A relatora do recurso, desembargadora Maria Lúcia Cabral Caruso, confirmou a sentença. Ela argumentou que o boletim de ocorrência e o laudo da Polícia Civil de Minas Gerais (PCMG) apresentaram conclusões consistentes sobre a dinâmica do acidente.

O laudo apontou que a causa do acidente foi a manobra de conversão efetuada pelo ônibus sem a devida atenção do condutor quanto à aproximação da bicicleta.

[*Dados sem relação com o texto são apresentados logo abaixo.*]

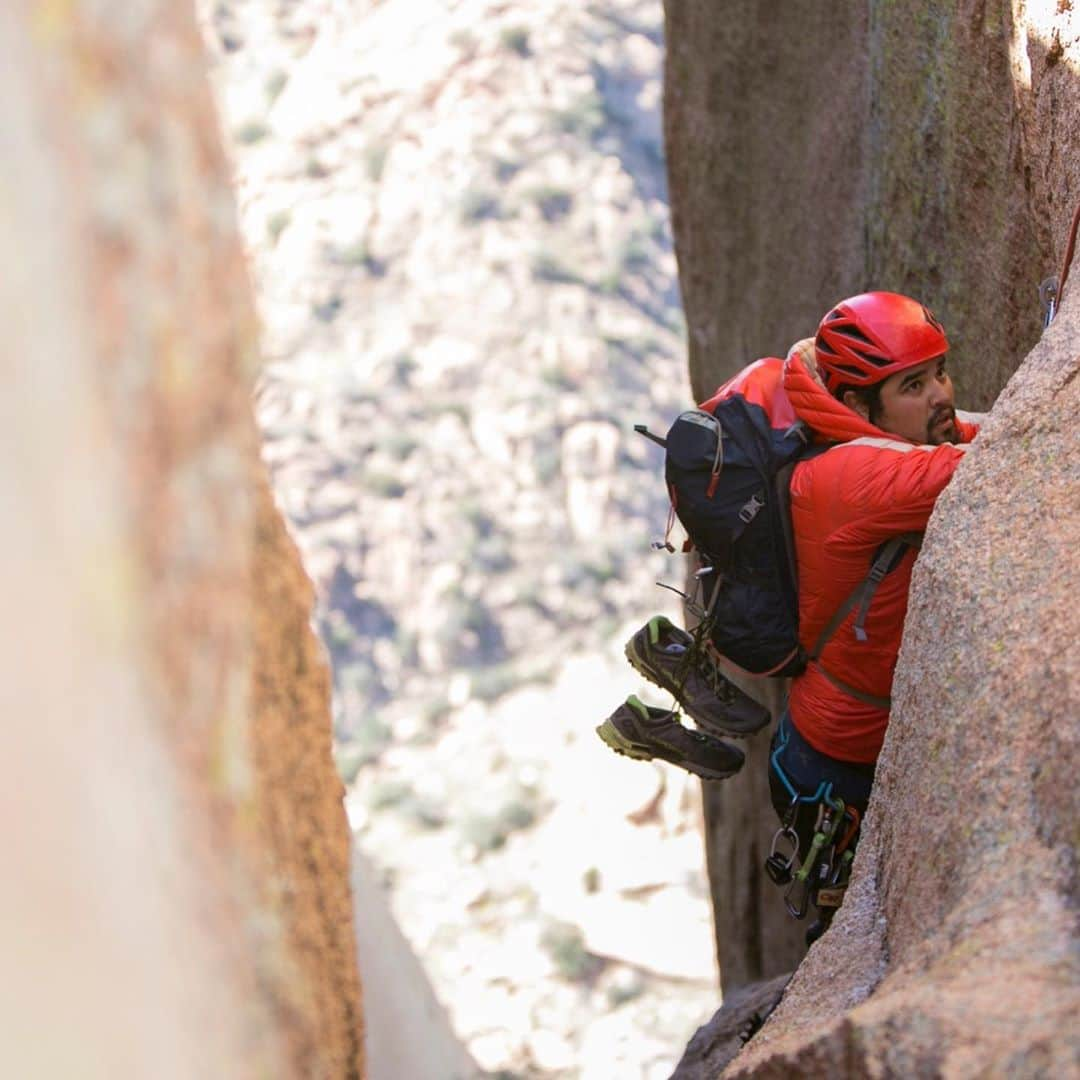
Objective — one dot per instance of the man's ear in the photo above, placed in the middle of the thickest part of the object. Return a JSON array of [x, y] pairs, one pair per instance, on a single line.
[[852, 401]]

“A alegação de culpa exclusiva ou concorrente da vítima, suscitada pela apelante, não encontra respaldo nas provas dos autos, uma vez que não produziu elementos probatórios idôneos a amparar suas assertivas”, destacou a desembargadora.

Danos morais e materiais

A magistrada validou os comprovantes e os recibos apresentados pela vítima como danos materiais e confirmou os danos morais:

“Considerando a dinâmica e as repercussões do acidente, que ocasionou lesões físicas, dores, hematomas e necessidade de tratamento fisioterápico, além do afastamento das atividades habituais, restam comprovados os abalos emocionais e os transtornos sofridos pela apelada, que evidenciam, por si sós, o dano moral experimentado”.

Desse total, devem ser descontados os valores ressarcidos pelo Seguro Obrigatório de Danos Pessoais Causados por Veículos Automotores de Vias Terrestres (DPVAT).

Os desembargadores Régia Ferreira de Lima e Francisco Costa acompanharam o voto da relatora.

O acórdão tramita sob o nº 1.0000.25.424980-8/001.